Monday, December 28, 2009

The Lord of Time

Christmas represents the time of our Lord while the New Year underscores the Lord of all time. In nearly total sync, calendars for 2009 are discarded, computers and electronic devices automatically reset, and a multitude of people recast their thinking to the New Year’s designation of 2010. All at once, every year, the global New Year focuses on Jesus Christ, the Lord of all time.

Because of His unique divine Lordship, "…at the name of Jesus every knee should bow, of things in heaven, and things in earth, and things under the earth. And that every tongue should confess that Jesus Christ is Lord, to the glory of God the Father." (Philippians 2:10 & 11) Most Bible interpreters assign this to a future time when all mankind, dead or alive, will acknowledge His literal and visible Kingdom rule. But everyone should bow now, and in this New Year’s calendar miracle, they involuntarily do so by instantly changing the year designation.

Every "Happy New Year!" carries a subtle worship of Christ. On New Year’s Eve, much of the world will watch the huge crystal ball in Times Square slide down the enormous pole to be electrically set ablaze with "2010." At that moment, believer and atheist, Christian and pagan, young and old, rich and poor, all universally bow at the Bethlehem manger. Indeed, as someone once said, "The door of history swings on the hinge of the Bethlehem stable."

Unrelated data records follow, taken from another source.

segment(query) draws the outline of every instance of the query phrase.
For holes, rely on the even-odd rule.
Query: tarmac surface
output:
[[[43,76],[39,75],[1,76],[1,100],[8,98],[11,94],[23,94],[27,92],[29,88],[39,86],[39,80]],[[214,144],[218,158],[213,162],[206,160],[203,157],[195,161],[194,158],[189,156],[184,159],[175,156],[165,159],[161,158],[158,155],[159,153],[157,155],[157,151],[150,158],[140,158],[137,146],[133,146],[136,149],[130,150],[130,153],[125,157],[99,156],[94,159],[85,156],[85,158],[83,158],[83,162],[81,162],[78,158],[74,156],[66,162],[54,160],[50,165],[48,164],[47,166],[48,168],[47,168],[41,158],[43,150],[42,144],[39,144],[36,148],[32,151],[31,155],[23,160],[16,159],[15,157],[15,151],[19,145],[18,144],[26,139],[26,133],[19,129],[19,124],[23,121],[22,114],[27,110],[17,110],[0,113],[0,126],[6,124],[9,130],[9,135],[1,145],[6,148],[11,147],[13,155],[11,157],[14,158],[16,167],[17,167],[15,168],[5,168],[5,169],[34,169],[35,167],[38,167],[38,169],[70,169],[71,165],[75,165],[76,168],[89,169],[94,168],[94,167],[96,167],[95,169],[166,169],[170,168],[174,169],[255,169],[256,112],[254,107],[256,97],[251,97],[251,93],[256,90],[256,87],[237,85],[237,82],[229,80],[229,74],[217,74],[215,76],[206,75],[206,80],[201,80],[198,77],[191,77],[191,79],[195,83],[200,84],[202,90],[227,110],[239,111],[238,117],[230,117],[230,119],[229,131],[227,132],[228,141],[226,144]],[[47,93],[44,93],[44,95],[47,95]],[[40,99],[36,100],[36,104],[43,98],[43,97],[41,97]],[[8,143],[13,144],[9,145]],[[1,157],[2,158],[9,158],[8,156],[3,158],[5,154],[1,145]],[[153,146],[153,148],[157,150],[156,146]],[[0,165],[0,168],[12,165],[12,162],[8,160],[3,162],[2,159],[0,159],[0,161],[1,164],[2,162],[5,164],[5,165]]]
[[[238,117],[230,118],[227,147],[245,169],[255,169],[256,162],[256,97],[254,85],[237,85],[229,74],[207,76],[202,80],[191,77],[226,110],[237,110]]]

Secular people, even atheists, will bow on unwilling bended knee each time 2010 is written into a business contract, inscribed on a check or printed on a school paper. Almost no one realizes it nor do secular analysts understand why, but the world’s business is done according to the Christian calendar, counted from the birth of Christ in a lowly cow stall in a tiny obscure village in southern Judea.

There are countless alternate ethnic and historic calendars that could have become the global timekeepers, but somehow the world has been irresistibly drawn to using the Christian calendar, which honors the great bisection of time accomplished by the birth of Christ. No parliament voted it, no monarch imposed it, no army marched to enforce it, and no global body decreed it. Yet, every knee is subtly bowing to the Lord of time, celebrating His birthday every day of every year.

This global designation crystallized only about 200 years ago, meaning that some 1,800 years after His birth, a global influence was growing. Our Jewish friends reject the Messiahship of Christ but tangentially honor Him by using he terms BCE and CE to designate "Before the Common Era," and "Common Era." Both precisely correspond to BC and AD, which meaning "Before Christ" and "the year of our Lord."

2010 AD means "two thousand and ten, the year of our Lord," and "Lord" is not Mohammed, Confucius, Bhudda or even Abraham, but Christ. The founders of the United States of America dated their Articles of Confederation and U.S. Constitution with "In the year of our Lord," and American presidents have concluded their many proclamations with that same stunning line. (In case you are wondering about the Declaration of Independence, it is dated "July 4th, 1776," and refers to God four times.)

Revelation 1:8 & 11; 21:6 and 22:13 all refer to Christ as "Alpha and Omega," which are the first and last letters of the Greek alphabet. In other words, Jesus is "the beginning and end."

As 2010 dawns, every knee may not be bowing as it should, but every knee is bending as it must. Welcome to the New Year of 2010 AD, another year of our Lord, who is clearly Lord of all time. And the New Year is always happiest when He is not only a historical Lord but our personal Savior.